Au mont Saint-Sauveur, environ cinq pistes sont accessibles, a indiqué sa porte-parole, Patricia Bergeron, au cours d'un entretien téléphonique, ajoutant qu'il n'y a pas "lieu de s'alarmer".

Habituellement, la totalité des installations sont ouvertes dès le 19 décembre, ce qui n'est pas certain cette année.

"Le manque de neige sur les terrains donne moins le goût aux gens d'aller skier, concède Mme Bergeron. Il faut faire passer le message qu'il y en a de la neige dans les centres de ski, même si c'est le gazon qui est présent à Montréal."

Selon elle, le lent début de saison ne devrait pas se traduire par un impact financier négatif.

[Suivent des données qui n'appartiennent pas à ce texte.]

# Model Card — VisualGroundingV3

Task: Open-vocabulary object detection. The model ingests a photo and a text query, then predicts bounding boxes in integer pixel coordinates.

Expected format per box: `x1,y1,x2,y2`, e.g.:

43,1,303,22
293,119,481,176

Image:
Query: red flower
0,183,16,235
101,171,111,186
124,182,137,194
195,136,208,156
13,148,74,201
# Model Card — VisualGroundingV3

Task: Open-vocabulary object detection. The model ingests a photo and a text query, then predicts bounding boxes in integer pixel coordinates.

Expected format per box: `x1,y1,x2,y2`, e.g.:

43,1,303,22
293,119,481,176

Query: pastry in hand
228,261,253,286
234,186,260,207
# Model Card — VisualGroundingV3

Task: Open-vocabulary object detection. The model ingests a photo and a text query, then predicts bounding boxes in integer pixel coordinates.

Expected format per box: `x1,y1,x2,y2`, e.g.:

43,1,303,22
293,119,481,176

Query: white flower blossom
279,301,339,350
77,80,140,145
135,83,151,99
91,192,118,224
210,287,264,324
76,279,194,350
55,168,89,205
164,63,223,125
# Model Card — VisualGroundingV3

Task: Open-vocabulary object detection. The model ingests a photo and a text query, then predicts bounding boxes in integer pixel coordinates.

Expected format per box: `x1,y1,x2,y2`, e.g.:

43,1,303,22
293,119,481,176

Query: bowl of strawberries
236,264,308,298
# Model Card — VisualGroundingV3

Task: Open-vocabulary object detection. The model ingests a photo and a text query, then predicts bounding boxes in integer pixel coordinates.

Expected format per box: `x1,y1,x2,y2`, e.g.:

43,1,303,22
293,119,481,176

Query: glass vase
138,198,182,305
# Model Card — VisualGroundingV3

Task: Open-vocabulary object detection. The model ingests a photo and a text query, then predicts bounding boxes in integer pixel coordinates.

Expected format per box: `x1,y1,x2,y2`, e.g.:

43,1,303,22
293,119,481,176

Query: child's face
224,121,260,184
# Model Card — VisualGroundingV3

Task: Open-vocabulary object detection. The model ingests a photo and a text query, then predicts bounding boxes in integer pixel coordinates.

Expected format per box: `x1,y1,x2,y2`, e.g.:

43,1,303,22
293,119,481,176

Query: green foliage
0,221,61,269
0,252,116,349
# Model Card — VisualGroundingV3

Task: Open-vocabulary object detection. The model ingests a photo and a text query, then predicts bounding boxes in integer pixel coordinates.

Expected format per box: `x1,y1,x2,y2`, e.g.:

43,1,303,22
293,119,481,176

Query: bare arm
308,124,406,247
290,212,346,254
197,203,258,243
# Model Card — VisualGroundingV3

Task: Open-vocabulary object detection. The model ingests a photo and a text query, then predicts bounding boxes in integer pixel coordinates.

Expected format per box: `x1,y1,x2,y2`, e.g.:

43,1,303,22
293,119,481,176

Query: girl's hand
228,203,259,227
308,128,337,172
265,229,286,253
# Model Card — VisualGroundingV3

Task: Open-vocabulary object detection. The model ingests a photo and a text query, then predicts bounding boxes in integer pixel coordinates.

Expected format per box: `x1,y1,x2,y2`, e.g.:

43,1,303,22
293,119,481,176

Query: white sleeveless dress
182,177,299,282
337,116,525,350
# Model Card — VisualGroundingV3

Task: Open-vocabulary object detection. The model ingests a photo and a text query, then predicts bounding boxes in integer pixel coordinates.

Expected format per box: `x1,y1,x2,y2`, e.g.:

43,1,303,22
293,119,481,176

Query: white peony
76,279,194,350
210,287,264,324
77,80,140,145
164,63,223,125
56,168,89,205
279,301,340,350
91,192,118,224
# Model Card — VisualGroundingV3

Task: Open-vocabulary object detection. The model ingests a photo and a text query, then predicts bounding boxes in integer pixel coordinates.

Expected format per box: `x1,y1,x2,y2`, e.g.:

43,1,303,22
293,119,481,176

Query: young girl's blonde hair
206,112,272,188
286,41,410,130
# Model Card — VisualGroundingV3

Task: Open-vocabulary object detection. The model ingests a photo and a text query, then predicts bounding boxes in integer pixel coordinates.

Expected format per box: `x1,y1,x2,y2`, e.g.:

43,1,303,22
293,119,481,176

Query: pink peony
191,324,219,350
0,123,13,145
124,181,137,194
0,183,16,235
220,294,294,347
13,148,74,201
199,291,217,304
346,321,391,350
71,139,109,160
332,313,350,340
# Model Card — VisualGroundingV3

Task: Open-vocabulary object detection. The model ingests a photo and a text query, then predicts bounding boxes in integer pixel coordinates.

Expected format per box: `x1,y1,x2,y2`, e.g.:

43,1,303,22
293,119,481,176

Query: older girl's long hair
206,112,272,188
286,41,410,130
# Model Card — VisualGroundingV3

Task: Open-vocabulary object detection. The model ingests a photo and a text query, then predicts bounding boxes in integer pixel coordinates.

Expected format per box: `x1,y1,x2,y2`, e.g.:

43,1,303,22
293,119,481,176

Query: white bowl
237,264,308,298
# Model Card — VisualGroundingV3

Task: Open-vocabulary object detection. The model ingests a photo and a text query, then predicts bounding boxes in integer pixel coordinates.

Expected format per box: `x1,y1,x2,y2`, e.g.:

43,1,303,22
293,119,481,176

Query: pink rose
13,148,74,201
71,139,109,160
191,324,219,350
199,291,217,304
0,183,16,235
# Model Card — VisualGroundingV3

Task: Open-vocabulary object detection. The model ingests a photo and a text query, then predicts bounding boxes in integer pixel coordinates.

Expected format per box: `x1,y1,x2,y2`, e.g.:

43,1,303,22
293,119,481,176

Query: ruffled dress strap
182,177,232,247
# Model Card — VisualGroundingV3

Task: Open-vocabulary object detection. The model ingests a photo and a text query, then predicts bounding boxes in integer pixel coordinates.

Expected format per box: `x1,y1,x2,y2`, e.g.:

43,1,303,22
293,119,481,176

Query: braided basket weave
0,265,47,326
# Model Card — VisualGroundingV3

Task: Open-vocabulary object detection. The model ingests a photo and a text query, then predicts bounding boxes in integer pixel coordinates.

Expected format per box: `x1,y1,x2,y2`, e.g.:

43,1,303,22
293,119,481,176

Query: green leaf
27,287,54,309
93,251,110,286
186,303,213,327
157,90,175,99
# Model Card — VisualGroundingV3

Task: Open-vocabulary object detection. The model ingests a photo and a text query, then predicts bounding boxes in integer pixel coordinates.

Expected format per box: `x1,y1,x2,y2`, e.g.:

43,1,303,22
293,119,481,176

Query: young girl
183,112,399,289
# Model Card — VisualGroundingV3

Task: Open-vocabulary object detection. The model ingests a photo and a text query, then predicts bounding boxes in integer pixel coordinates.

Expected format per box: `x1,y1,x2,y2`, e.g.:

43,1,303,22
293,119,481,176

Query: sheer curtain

Pour le moment, Mont Saint-Sauveur n'a pas déployé de promotions plus énergiques afin de courtiser les skieurs.

Dans les Cantons-de-l'Est, la neige se fait rare. Du côté de Ski Bromont, seulement trois pistes étaient ouvertes en semaine, a indiqué la directrice du marketing, Carole-Anne Ménard. La station de ski mise beaucoup sur la neige artificielle, mais le temps doux qui semble vouloir persister pourrait s'avérer problématique.

La situation est toutefois bien différente dans l'Est, où le manteau neigeux est bien visible, comme au Massif de Charlevoix, où l'on prévoit une ouverture complète samedi.

"Nous avons reçu entre 30 et 35 centimètres de neige, a expliqué la directrice de communications marketing, Katherine Laflamme. À pareille date l'an dernier, il y avait un peu plus de couverture neigeuse, mais notre plan d'ouverture suit son cours."

En raison des accumulations moins importantes, le Massif a choisi d'y aller progressivement en ouvrant seulement au cours des deux dernières fins de semaine, a-t-elle ajouté.

Selon une étude commandée par l'ASSQ et menée par le professeur émérite en tourisme de l'École des sciences de la gestion de l'UQAM Michel Archambault, l'industrie du ski génère annuellement 800 millions $ en retombées économiques et plus de 12 000 emplois directs.